Mounted at /proc. A hybrid implementation: static system-wide files are stored in a tmpfs backing store, while per-process directories (/proc/[pid]/) are generated dynamically on lookup.

#![allow(unused)]
fn main() {
impl Directory for ProcRootDir {
    fn lookup(&self, name: &str) -> Result<INode> {
        if name == "self" { return Ok(INode::Symlink(ProcSelfSymlink)); }
        if let Ok(pid) = name.parse::<i32>() {
            return Ok(INode::Directory(ProcPidDir::new(pid)));
        }
        self.static_dir.lookup(name)  // Fall through to tmpfs
    }
}
}

System-wide files:

PathContent
/proc/mountsMount table
/proc/filesystemsRegistered filesystem types
/proc/cmdlineKernel command line
/proc/statCPU time and process counts
/proc/meminfoMemory statistics
/proc/versionKernel version string
/proc/cpuinfoCPU count and model
/proc/uptimeSystem uptime in seconds
/proc/loadavgLoad averages (stub)
/proc/cgroupsCgroup controller list
/proc/sys/kernel/hostnameHostname (writable)
/proc/sys/kernel/osrelease"4.0.0"
/proc/sys/kernel/ostype"Linux"
/proc/net/{dev,tcp,udp,...}Network statistics (stubs)

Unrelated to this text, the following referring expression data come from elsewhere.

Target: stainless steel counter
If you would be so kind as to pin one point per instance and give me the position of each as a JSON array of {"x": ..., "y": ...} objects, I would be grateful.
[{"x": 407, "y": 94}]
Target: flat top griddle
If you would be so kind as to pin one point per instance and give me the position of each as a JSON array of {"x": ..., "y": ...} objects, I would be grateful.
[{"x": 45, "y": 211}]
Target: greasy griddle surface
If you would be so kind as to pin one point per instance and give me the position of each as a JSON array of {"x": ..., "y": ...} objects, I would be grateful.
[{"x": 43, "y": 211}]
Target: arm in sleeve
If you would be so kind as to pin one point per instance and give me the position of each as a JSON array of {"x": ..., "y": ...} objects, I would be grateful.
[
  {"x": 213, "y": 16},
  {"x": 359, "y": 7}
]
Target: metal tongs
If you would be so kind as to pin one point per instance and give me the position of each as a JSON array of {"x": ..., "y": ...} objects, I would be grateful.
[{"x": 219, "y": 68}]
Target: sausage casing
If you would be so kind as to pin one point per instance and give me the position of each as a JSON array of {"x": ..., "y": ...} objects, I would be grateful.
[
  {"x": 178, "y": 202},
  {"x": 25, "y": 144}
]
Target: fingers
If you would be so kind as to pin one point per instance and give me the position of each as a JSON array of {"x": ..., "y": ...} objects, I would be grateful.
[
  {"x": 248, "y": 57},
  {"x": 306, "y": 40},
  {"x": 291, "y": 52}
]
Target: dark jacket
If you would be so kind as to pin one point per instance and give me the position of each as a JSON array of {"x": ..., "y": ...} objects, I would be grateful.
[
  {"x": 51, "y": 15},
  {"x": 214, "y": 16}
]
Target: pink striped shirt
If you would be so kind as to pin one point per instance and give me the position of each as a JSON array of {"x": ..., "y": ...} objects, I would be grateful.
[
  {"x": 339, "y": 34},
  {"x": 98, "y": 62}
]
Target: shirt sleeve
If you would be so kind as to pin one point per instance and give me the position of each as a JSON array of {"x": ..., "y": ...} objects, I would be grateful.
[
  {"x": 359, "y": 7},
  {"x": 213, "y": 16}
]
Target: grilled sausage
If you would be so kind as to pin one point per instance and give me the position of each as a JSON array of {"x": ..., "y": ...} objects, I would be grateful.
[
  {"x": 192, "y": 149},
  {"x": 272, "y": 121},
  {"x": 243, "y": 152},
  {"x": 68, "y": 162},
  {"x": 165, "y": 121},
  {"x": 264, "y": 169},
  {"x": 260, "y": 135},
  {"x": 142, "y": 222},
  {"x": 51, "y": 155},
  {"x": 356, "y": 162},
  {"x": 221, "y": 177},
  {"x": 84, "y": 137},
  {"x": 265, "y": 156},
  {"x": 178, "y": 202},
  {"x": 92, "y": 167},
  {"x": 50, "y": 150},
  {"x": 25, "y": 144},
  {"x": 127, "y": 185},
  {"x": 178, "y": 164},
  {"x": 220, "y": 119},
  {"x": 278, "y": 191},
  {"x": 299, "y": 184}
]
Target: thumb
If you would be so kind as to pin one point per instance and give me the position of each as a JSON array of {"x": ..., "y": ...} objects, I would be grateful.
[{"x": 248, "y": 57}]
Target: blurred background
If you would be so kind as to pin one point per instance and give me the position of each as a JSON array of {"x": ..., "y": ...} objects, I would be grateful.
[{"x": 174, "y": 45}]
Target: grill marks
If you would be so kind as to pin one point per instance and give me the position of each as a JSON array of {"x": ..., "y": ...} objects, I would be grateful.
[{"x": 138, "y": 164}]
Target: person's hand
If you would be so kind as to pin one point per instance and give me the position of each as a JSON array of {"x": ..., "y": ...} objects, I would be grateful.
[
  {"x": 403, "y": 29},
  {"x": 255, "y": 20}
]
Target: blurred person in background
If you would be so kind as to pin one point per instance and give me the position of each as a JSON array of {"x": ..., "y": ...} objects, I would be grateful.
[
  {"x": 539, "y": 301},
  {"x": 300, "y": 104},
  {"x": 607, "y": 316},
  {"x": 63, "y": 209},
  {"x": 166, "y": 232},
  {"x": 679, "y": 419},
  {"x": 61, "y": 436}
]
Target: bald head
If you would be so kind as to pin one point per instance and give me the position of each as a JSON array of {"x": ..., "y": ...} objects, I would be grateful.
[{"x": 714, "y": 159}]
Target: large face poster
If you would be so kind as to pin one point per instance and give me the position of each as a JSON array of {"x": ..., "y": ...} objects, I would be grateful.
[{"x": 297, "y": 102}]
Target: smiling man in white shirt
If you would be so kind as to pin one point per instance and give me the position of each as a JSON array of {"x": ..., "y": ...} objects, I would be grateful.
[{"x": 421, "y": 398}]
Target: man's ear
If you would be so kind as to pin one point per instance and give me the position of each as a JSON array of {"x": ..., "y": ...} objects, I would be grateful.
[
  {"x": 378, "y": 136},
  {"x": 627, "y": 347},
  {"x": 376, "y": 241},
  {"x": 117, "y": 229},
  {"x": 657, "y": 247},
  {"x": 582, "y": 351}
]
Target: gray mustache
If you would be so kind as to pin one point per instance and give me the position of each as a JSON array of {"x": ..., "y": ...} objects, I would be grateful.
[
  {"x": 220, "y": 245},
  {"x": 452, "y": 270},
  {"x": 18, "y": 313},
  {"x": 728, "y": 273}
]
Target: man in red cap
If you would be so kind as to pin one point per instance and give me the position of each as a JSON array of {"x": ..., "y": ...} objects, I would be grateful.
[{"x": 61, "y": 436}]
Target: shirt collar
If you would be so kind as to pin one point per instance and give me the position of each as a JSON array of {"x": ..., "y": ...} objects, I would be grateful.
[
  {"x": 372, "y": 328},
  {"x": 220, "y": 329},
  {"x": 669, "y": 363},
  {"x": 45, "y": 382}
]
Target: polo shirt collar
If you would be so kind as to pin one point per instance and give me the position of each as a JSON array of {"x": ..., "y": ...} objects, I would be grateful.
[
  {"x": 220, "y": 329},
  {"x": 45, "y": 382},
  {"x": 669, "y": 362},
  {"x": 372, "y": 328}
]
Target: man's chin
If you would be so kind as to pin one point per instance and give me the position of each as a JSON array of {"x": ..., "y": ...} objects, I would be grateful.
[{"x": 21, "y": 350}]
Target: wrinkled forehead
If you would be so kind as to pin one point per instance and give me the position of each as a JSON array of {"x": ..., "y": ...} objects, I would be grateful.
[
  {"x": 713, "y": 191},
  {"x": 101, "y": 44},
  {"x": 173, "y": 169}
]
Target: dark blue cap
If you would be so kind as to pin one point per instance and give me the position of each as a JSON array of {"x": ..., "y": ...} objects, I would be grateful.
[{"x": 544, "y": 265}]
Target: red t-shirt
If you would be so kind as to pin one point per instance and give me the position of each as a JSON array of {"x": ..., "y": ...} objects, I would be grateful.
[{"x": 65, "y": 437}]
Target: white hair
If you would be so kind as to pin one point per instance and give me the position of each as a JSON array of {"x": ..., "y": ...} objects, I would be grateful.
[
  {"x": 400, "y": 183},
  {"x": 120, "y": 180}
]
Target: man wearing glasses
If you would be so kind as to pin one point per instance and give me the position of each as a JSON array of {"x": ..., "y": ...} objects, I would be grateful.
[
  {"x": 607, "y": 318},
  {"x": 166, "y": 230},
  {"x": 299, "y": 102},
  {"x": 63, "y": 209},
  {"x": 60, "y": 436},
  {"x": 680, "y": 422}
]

Per-process files (/proc/[pid]/):

PathContent
statPID, comm, state, PPID, CPU time, threads
statusName, state, PID, UID/GID, VM size, signal masks
mapsVirtual memory areas (one VMA per line)
fd/Open file descriptors as symlinks
cmdlineProcess argv, NUL-separated
commExecutable name
cgroupCgroup membership
mountinfoPer-process mount table
environEnvironment variables
exeSymlink to executable path

sysfs

Mounted at /sys. Provides device attributes populated at boot:

#![allow(unused)]
fn main() {
// /sys/class/{tty,mem,misc,net}/   — character device classes
// /sys/block/vda/                  — block device (VirtIO)
// Each device has "dev" and "uevent" attribute files
}

Device nodes report their major:minor numbers. The device table is currently hard-coded for known VirtIO and serial devices.

devfs

Mounted at /dev. Provides device nodes backed by kernel-internal implementations:

NodeDescription
/dev/nullDiscards all writes; reads return EOF
/dev/zeroReads return zero bytes
/dev/fullWrites return ENOSPC
/dev/urandomReads return random bytes (RDRAND/RDSEED)
/dev/kmsgWrites are logged to kernel serial output
/dev/consoleSerial console TTY
/dev/ttyControlling terminal
/dev/ttyS0Serial port 0
/dev/ptmxPseudo-terminal master multiplexer
/dev/pts/NPseudo-terminal slave devices
/dev/shm/POSIX shared memory directory

Device node files implement FileLike::open() to redirect to the real device driver via a (major, minor) lookup table.

Mount Namespace

mount(2) adds entries to the mount table. Each entry maps a MountKey to a filesystem root. During path resolution, the mount table is checked at each component to detect mount points.

Boot-time mounts:

Mount pointFilesystem
/initramfs
/procprocfs
/devdevfs
/tmptmpfs
/syssysfs
/sys/fs/cgroupcgroupfs

pivot_root is supported for container-style filesystem isolation.

inotify

The inotify subsystem (kernel/fs/inotify.rs) watches paths for filesystem events. A global registry maps watched paths to InotifyInstance handles:

#![allow(unused)]
fn main() {
pub fn notify(dir_path: &str, name: &str, mask: u32) {
    for instance in REGISTRY.lock().iter() {
        instance.match_and_queue(dir_path, name, mask, 0);
    }
    POLL_WAIT_QUEUE.wake_all();
}
}

Supported events: IN_CREATE, IN_DELETE, IN_MODIFY, IN_OPEN, IN_CLOSE_WRITE, IN_CLOSE_NOWRITE, IN_MOVED_FROM, IN_MOVED_TO, IN_ACCESS, IN_ATTRIB, IN_DELETE_SELF, IN_MOVE_SELF.

Rename events use a shared atomic cookie counter for pairing IN_MOVED_FROM / IN_MOVED_TO. Events are queued in a ring buffer and readable via read(2). poll and epoll work on inotify file descriptors.

File Metadata

Supported metadata operations: stat, fstat, lstat, newfstatat, statx, statfs, fstatfs, utimensat, fallocate, fadvise64.

Advisory file locking (flock) is implemented. Mandatory locking is not.